SciPy 2023

Better (Open Source) Homes and Gardens with Project Pythia
07-14, 13:55–14:25 (America/Chicago), Amphitheater 204

As scientists continue to embrace the Jupyter ecosystem for constructing computational narratives of their science through code, data, and rich text, they may encounter technical and community barriers to maintaining and sharing their science with new and existing audiences. We demonstrate the value of open-source science community building and getting there through reliance on the open-source Jupyter ecosystem, pre-packaged GitHub and BinderHub-based infrastructure, and documentation for creating, sharing, testing, and maintaining Pythia Cookbooks for their computational narratives.


A “community garden” metaphor is particularly apt for a free- and open-source software project and community. Enthusiasm, creativity, and openness work both for the SciPy conference and Albany NY’s Tulip Festival. But a “garden”, be it botanical or cyber, requires nurturing. With regard to free- and open-source software, there are bounteous examples. Pull requests (PRs) are sown and merged; Issues are resolved, and bugs are removed. Yet we also see signs of formerly fruitful repositories that have been left to languish. Issues proliferate like weeds; bugs roam freely, and eventually the repos’ stars fade away. It is incumbent on the SciPy community to ensure that the projects we are invested in take the more fruitful path.
One such open source “greenspace” is Project Pythia (hereafter Pythia). Now in its 3rd year, Pythia extends Pangeo by providing an educational and training hub for the geoscientific Python community. It has three key components:
1. Foundations: The core geoscientific Python stack (JupyterBook)
2. Cookbooks: Advanced and domain-specific workflows (JupyterBooks)
3. Resource Gallery of externally-hosted geoscientific Python resources

Here we discuss Pythia’s infrastructure, which sustains the above components in a year-round “community garden”.

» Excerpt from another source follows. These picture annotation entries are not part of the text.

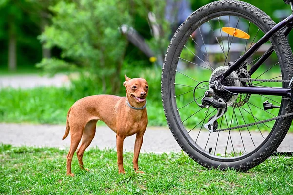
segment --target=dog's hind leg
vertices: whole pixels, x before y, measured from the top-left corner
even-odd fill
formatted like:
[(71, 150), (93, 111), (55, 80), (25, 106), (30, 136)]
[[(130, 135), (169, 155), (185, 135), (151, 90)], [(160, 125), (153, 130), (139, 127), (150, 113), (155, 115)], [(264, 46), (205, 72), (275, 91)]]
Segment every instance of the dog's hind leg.
[[(90, 121), (87, 123), (84, 130), (82, 144), (76, 152), (78, 162), (82, 169), (84, 168), (84, 163), (83, 163), (84, 152), (85, 149), (89, 146), (95, 136), (96, 125), (97, 120), (94, 120)], [(85, 170), (88, 171), (88, 169), (85, 169)]]
[(67, 175), (74, 176), (74, 174), (71, 173), (71, 162), (73, 154), (81, 141), (83, 135), (83, 127), (81, 125), (70, 126), (71, 143), (69, 152), (67, 156)]

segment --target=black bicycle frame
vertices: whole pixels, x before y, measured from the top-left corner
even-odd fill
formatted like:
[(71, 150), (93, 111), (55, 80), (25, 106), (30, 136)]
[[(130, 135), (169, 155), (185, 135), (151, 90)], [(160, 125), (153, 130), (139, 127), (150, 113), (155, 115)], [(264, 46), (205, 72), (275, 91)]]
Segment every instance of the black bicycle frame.
[[(288, 16), (284, 20), (280, 22), (272, 28), (263, 37), (262, 37), (256, 43), (249, 49), (246, 53), (240, 57), (235, 63), (226, 70), (223, 74), (218, 76), (216, 78), (218, 83), (231, 74), (233, 71), (238, 69), (240, 67), (243, 63), (246, 63), (245, 61), (251, 56), (253, 55), (260, 47), (269, 40), (275, 33), (279, 30), (283, 29), (284, 27), (288, 26), (288, 24), (292, 24), (291, 22), (293, 21), (293, 14)], [(285, 36), (288, 35), (289, 33), (292, 29), (292, 25), (288, 26), (287, 28), (284, 30), (283, 33)], [(251, 75), (260, 66), (262, 63), (272, 53), (272, 47), (268, 49), (267, 52), (258, 61), (255, 63), (249, 70), (249, 73)], [(290, 96), (290, 89), (284, 89), (278, 87), (231, 87), (221, 85), (221, 87), (233, 93), (247, 93), (247, 94), (258, 94), (261, 95), (271, 95), (276, 96)]]

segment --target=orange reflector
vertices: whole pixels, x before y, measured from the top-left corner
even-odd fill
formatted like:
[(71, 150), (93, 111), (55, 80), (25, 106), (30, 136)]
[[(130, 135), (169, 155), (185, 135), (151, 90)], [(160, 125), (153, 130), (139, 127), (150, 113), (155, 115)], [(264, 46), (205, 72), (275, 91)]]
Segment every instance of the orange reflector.
[(222, 28), (222, 30), (224, 32), (238, 38), (248, 39), (250, 37), (249, 35), (245, 32), (231, 27), (223, 27)]

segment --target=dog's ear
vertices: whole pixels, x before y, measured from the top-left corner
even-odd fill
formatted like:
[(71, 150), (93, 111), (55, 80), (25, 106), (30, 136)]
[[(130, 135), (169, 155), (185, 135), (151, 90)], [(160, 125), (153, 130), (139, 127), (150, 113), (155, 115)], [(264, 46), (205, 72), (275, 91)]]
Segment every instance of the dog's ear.
[(123, 85), (126, 87), (127, 87), (128, 82), (131, 79), (126, 76), (126, 74), (125, 74), (124, 76), (125, 77), (125, 81), (123, 82)]

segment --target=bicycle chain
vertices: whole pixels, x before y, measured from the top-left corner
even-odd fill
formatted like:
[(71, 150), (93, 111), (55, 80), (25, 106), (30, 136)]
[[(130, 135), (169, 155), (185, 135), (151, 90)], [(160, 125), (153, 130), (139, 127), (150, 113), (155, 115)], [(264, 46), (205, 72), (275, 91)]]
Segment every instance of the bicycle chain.
[[(290, 81), (290, 80), (284, 79), (284, 80), (273, 80), (273, 79), (250, 79), (250, 78), (235, 78), (233, 77), (227, 77), (227, 78), (229, 79), (236, 79), (242, 81), (246, 81), (246, 82), (252, 82), (252, 81), (260, 81), (260, 82), (289, 82)], [(250, 123), (246, 125), (239, 125), (238, 126), (230, 127), (225, 129), (222, 129), (220, 130), (214, 130), (214, 132), (220, 132), (220, 131), (224, 131), (225, 130), (234, 130), (235, 129), (242, 128), (243, 127), (247, 127), (249, 126), (252, 126), (253, 125), (258, 125), (262, 123), (267, 123), (268, 122), (272, 121), (275, 120), (277, 120), (280, 118), (283, 118), (288, 116), (293, 115), (293, 112), (290, 113), (289, 114), (284, 114), (281, 116), (278, 116), (274, 118), (272, 118), (269, 119), (264, 120), (262, 121), (259, 121), (258, 122), (255, 122), (254, 123)]]

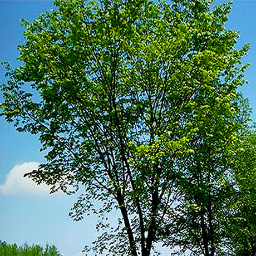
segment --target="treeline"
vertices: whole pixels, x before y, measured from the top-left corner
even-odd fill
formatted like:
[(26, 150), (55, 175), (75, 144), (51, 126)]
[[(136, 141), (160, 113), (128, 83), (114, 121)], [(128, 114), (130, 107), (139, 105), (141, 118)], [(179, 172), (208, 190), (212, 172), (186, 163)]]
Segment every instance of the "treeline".
[(45, 247), (25, 243), (18, 246), (16, 244), (8, 244), (0, 240), (0, 256), (62, 256), (55, 245), (46, 244)]

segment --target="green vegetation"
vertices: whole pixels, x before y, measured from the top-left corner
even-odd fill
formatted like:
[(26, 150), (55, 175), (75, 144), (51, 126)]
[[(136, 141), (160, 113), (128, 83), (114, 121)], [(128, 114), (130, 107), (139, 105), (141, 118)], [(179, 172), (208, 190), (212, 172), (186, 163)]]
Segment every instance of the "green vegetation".
[(29, 177), (83, 189), (70, 215), (99, 214), (101, 232), (86, 252), (255, 255), (249, 46), (225, 27), (230, 4), (212, 2), (55, 0), (23, 21), (2, 115), (39, 136), (46, 161)]
[(55, 245), (8, 244), (0, 240), (0, 256), (62, 256)]

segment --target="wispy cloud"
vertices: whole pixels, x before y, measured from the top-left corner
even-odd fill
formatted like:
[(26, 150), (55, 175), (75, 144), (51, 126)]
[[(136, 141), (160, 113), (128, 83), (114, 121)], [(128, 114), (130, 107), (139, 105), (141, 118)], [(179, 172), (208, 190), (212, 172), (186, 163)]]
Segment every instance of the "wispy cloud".
[(37, 169), (39, 163), (26, 162), (15, 165), (6, 177), (5, 183), (0, 185), (0, 192), (4, 195), (46, 195), (49, 194), (49, 186), (38, 185), (27, 177), (25, 173)]

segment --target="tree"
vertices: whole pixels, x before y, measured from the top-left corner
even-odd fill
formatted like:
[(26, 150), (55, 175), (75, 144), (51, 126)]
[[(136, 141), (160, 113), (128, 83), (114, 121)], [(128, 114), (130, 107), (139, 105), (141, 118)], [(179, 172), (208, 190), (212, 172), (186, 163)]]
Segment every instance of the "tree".
[(25, 243), (22, 246), (16, 244), (8, 244), (0, 240), (1, 256), (61, 256), (55, 245), (46, 244), (44, 249), (42, 246), (33, 244), (28, 245)]
[(47, 161), (29, 177), (52, 193), (84, 188), (75, 220), (120, 211), (116, 229), (97, 225), (107, 231), (96, 252), (148, 256), (159, 242), (224, 251), (248, 46), (236, 49), (237, 32), (223, 26), (230, 4), (211, 2), (56, 0), (23, 21), (23, 64), (7, 65), (2, 115), (39, 135)]
[(256, 136), (254, 130), (239, 136), (240, 145), (233, 160), (235, 193), (229, 204), (227, 237), (233, 255), (256, 255)]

Pythia’s content is built upon an open stack of infrastructure for reproducibility and collaboration that provides for the care and nurturing of the community it serves. We have built a cloud-based publishing system upon Jupyter Book that automates notebook execution in a reproducible, curated environment. Users can interact with notebooks via Binder links, launching directly into an identical environment. The platform provides automated code- and link-checking, ensuring a rapid healing cycle. Collaboration is achieved through PRs that trigger the same execution infrastructure and a rich preview.

Our infrastructure relies on GitHub, which encourages open development via PRs. Pythia uses this process extensively for building and maintaining its “garden”, for the core team and community contributions. GitHub’s focus on collaboration provides users a sense of ownership of whatever “garden” they choose to visit, and provides a path for others to visit and contribute.

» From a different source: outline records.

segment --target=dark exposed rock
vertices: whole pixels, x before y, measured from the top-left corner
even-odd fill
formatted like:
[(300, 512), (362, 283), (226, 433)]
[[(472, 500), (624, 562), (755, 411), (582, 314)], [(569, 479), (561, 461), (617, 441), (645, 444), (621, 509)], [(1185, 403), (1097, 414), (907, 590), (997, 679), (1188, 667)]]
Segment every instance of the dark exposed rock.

GitHub’s Actions power Pythia’s automation of key steps in the notebook execution/publishing process. We periodically re-run the publication workflow as health checks for on-going maintenance of the materials, as well as for new “plantings” via PRs. Pythia’s web portal displays the updated content, which users can download to try out and build on in their own “backyard gardens”–computing environments.

A garden may need more powerful tools. While GitHub Actions may often suffice, real-world scientific workflows have compute and data requirements that exceed GitHub’s free resources. Pythia’s notebooks can also be executed on our dedicated cloud using BinderHub, which provides a way to execute notebooks within custom environments. Pythia’s workflows are able to validate and deploy results directly from execution on its BinderHub. The same BinderHub instance powers interactive user sessions, guaranteeing that users execute code in the same environment in which the rendered web pages were built.

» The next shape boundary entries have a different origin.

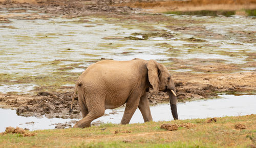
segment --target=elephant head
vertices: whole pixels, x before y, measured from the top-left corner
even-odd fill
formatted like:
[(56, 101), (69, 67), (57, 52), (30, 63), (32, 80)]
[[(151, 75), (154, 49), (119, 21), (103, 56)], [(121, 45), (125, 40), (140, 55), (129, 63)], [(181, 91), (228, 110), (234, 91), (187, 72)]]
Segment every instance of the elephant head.
[(155, 94), (159, 91), (168, 92), (173, 116), (174, 120), (178, 120), (176, 89), (168, 70), (164, 66), (153, 60), (147, 62), (147, 68), (148, 80), (153, 91)]

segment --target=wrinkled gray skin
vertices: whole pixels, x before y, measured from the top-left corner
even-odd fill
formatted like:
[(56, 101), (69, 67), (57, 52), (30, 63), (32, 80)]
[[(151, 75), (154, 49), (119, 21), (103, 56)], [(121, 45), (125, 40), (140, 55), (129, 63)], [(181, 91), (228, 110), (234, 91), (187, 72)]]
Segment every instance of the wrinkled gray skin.
[[(139, 107), (144, 121), (152, 121), (146, 95), (149, 87), (169, 93), (173, 116), (178, 120), (176, 88), (170, 74), (163, 65), (154, 60), (135, 58), (129, 61), (104, 60), (89, 66), (78, 78), (75, 88), (83, 118), (74, 128), (91, 126), (91, 122), (103, 115), (108, 108), (125, 103), (121, 124), (129, 124)], [(71, 104), (72, 110), (74, 97)]]

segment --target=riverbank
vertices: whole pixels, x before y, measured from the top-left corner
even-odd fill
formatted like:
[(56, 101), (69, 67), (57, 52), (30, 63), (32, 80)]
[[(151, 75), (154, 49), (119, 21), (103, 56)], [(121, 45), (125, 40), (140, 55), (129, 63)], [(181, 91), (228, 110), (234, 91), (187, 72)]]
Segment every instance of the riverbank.
[[(179, 102), (255, 94), (255, 17), (102, 13), (75, 7), (82, 1), (42, 2), (0, 4), (2, 108), (68, 114), (78, 76), (109, 58), (156, 60), (172, 74)], [(152, 105), (168, 101), (151, 91), (148, 99)]]
[[(216, 120), (216, 122), (215, 121)], [(177, 125), (177, 130), (160, 128)], [(103, 124), (83, 129), (38, 130), (34, 136), (0, 136), (1, 147), (254, 147), (256, 115), (148, 122)], [(254, 146), (254, 147), (253, 147)]]

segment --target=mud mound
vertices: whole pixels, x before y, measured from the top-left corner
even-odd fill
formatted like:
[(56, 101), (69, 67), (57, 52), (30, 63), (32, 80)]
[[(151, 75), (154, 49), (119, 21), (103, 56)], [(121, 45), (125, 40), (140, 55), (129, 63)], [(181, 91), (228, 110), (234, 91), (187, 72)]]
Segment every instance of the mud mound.
[(163, 124), (161, 126), (160, 128), (165, 129), (168, 131), (178, 130), (178, 125), (177, 124)]
[(179, 127), (184, 127), (186, 128), (187, 129), (189, 129), (191, 127), (196, 127), (197, 126), (195, 125), (195, 124), (190, 123), (182, 123), (179, 126)]
[(5, 131), (3, 133), (1, 133), (2, 135), (5, 134), (19, 134), (23, 137), (30, 137), (34, 136), (36, 135), (35, 133), (28, 133), (27, 131), (23, 129), (23, 128), (16, 127), (16, 129), (12, 127), (7, 127), (5, 129)]
[(44, 96), (41, 99), (27, 101), (17, 109), (17, 114), (37, 117), (45, 115), (48, 118), (80, 118), (77, 97), (75, 98), (73, 111), (71, 113), (69, 112), (72, 95), (72, 92), (40, 92), (37, 96)]
[(238, 130), (244, 130), (246, 128), (245, 125), (241, 124), (237, 124), (234, 125), (234, 128)]
[(209, 120), (207, 120), (207, 123), (212, 123), (214, 122), (216, 122), (217, 121), (217, 120), (216, 118), (214, 117), (214, 118), (211, 118)]
[(115, 134), (118, 134), (118, 133), (131, 133), (131, 131), (122, 131), (120, 130), (117, 130), (115, 131)]

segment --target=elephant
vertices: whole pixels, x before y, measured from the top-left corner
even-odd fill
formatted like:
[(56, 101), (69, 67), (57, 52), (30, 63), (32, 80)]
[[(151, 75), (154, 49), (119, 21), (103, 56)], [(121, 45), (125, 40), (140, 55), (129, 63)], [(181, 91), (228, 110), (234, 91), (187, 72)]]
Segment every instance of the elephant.
[(74, 128), (91, 126), (91, 122), (126, 103), (121, 124), (129, 124), (138, 107), (145, 122), (152, 121), (147, 97), (149, 88), (157, 94), (168, 92), (172, 113), (178, 120), (176, 90), (168, 70), (155, 60), (140, 58), (117, 61), (105, 60), (89, 66), (76, 82), (70, 110), (77, 93), (82, 119)]

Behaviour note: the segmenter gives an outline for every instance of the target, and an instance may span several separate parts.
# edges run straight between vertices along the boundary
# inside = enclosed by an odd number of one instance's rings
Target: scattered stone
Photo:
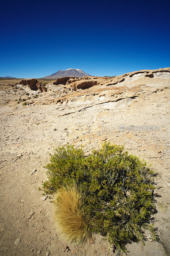
[[[41,196],[40,199],[41,200],[42,200],[42,201],[44,201],[45,200],[46,200],[48,197],[48,196],[47,195],[46,196]]]
[[[68,246],[64,246],[63,249],[63,252],[65,252],[67,249],[69,248],[69,247]]]
[[[89,243],[90,244],[94,244],[95,243],[95,238],[94,237],[91,237],[89,240]]]
[[[15,241],[15,244],[16,245],[18,245],[20,243],[20,238],[18,238]]]

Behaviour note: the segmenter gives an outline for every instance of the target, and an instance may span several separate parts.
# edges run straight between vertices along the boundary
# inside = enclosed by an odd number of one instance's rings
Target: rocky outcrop
[[[15,84],[15,85],[20,85],[23,86],[23,89],[30,89],[31,91],[38,91],[41,92],[47,92],[47,88],[42,85],[41,82],[35,78],[31,79],[22,79],[19,83]]]
[[[68,80],[66,83],[66,85],[67,85],[68,84],[71,84],[71,83],[75,82],[76,81],[78,81],[81,80],[81,78],[79,78],[78,77],[76,77],[75,78],[71,78],[70,79],[69,79],[69,80]]]
[[[20,82],[16,84],[15,85],[22,84],[23,85],[28,85],[31,90],[37,91],[38,88],[36,85],[38,82],[39,81],[35,78],[30,79],[22,79]]]
[[[98,83],[98,84],[99,83]],[[96,80],[84,81],[81,80],[80,81],[78,81],[72,83],[68,86],[73,91],[77,91],[78,89],[88,89],[97,84],[98,83]]]
[[[76,76],[66,76],[64,77],[58,78],[53,82],[53,84],[58,85],[58,84],[64,84],[65,85],[67,81],[71,79],[78,78],[78,77]]]
[[[42,84],[38,82],[36,84],[38,89],[40,90],[41,92],[47,92],[47,88],[43,85]]]

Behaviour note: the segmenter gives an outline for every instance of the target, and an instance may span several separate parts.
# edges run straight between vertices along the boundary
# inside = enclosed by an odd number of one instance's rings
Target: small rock
[[[46,200],[48,197],[48,196],[47,195],[46,196],[41,196],[40,199],[42,201],[44,201],[45,200]]]
[[[67,249],[69,248],[69,247],[68,246],[65,246],[63,247],[63,252],[65,252]]]
[[[95,243],[95,238],[93,237],[91,237],[89,242],[90,244],[94,244]]]
[[[20,243],[20,238],[18,238],[15,241],[15,244],[16,245],[18,245]]]

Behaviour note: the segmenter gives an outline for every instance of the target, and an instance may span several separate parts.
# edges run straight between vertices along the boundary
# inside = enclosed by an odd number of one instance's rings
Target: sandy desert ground
[[[54,147],[81,144],[88,155],[106,140],[124,145],[152,164],[158,173],[154,193],[161,196],[155,226],[160,243],[148,235],[145,246],[129,245],[129,255],[170,255],[170,77],[167,72],[164,76],[159,73],[153,77],[129,74],[116,84],[112,84],[121,77],[93,78],[96,85],[76,91],[50,84],[37,98],[26,96],[22,88],[1,86],[1,255],[116,255],[100,236],[94,244],[78,247],[61,241],[53,223],[50,196],[42,201],[38,189],[46,179],[43,166]],[[19,98],[28,97],[28,104],[17,103]],[[63,251],[66,246],[68,252]]]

Mr. Tyle is the Manager of Departmental Computing for the Department of Atmospheric and Environmental Sciences at the University at Albany, at which he received his M.S. in Atmospheric Science in 1995. He also has a B.A. in Psychology, with emphases on Neuroscience and Cognitive Science, from the University of Rochester. His main interest is promoting the use of free- and open-source software packages, mostly using Python, for the analysis, visualization and sharing of geoscientific datasets.

Scientific Python dev and educator @ UCAR/Unidata. MetPy, Siphon, Project Pythia.